Traditional Tofu with a Modern Twist

Traditional Tofu with a Modern Twist

Tofu, or soft tofu, as it is known in the West, is a Vietnamese traditional snack made of soy beans. It is called Tau Hu in South Vietnam and Tao Pho in the North.

 

Tofu is made by first grinding the beans and then cooking it with additional ingredients until it becomes white and smooth, with a pudding-like texture and quality. Traditionally, it is then accompanied with hot ginger syrup and cooked coconut milk.

 

Tofu is easy to find, as it is sold almost everywhere, usually by old women who place the famous street food in containers and balance them between a bamboo pole on their shoulders.
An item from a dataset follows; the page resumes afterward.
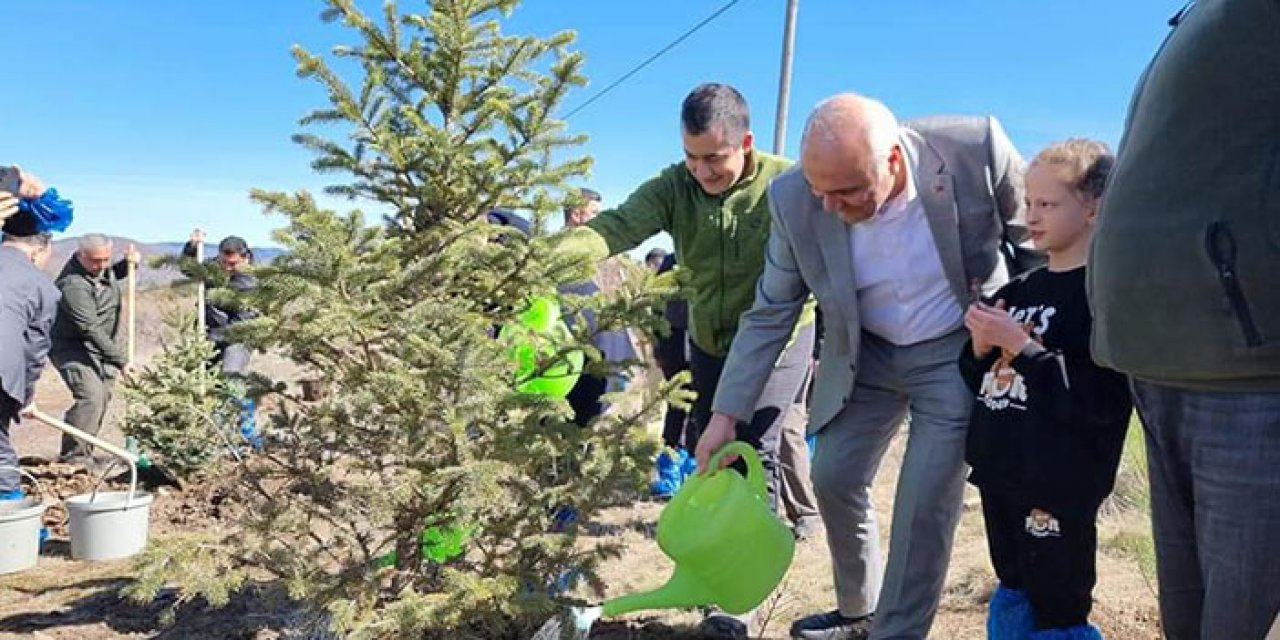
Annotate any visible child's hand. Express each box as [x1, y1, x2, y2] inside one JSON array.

Moreover, and perhaps best of all, it is very affordable despite its delicious taste.

 

Through time however, some high-end diners saw an opportunity in the popular food and innovated it to become a restaurant, therefore more pricey, dish. HAT is one of those eateries, located at Thu Duc District and owned and founded by Dinh Tuan An. According to him, he used to sell tofu in its traditional style but saw a potential to develop it so despite the challenges, he proceeded with his instincts and obviously succeeded.

 

HAT serves one-of-a-kind tofu in several ways. One is like a cocktail, making it first with the original ingredient soy beans. For a modern twist, it is then mixed with Cochinchin gourd or Vietnamese gac and pandan, giving it a greenish, reddish color instead of the traditional white. Instead of a small bowl like in the streets, this concoction is served in a high glass. It is then paired with lotus seed, coconut milk, syrup (not cooked with vinegar) and coconut milk. The other way HAT prepares tofu is by cooking it with nep cam (violet glutinous rice), suong sao (grass jelly made from mesona chinensis) and red beans. HAT also serves hot tofu with lotus seed.

 

The Gioi Tau Hu (Tofu World) at District 1 and Tofu Shop in Binh Thanh District are other diners that serve tofu with a new appeal. The traditional street food is levelled up by either serving it with ice, jasmine water or nhan nhuc (arillus longanae) or combining it with banh lot, a sweet rice pasta dessert made with rice, salt, tapioca flour, coconut milk, sugar and water; or coffee, cream, caramel, fruit jelly, or flan (caramel custard).

 

There are other more diners that transform the traditional tofu into a high-quality restaurant meal. And despite the price rocketing up to three to four times more expensive than the original cost (street food tofu being only VND5,000), many customers still decide to try and in fact patronize the high-end tofu, most probably because of its interesting appearance and exciting taste.

 

Most eateries today serve both the traditional and modern tofu. It all comes down to the personal preference of the guest. But whether traditional or modern, one is assured of a satisfying treat brought by this unassuming, originally street food tofu.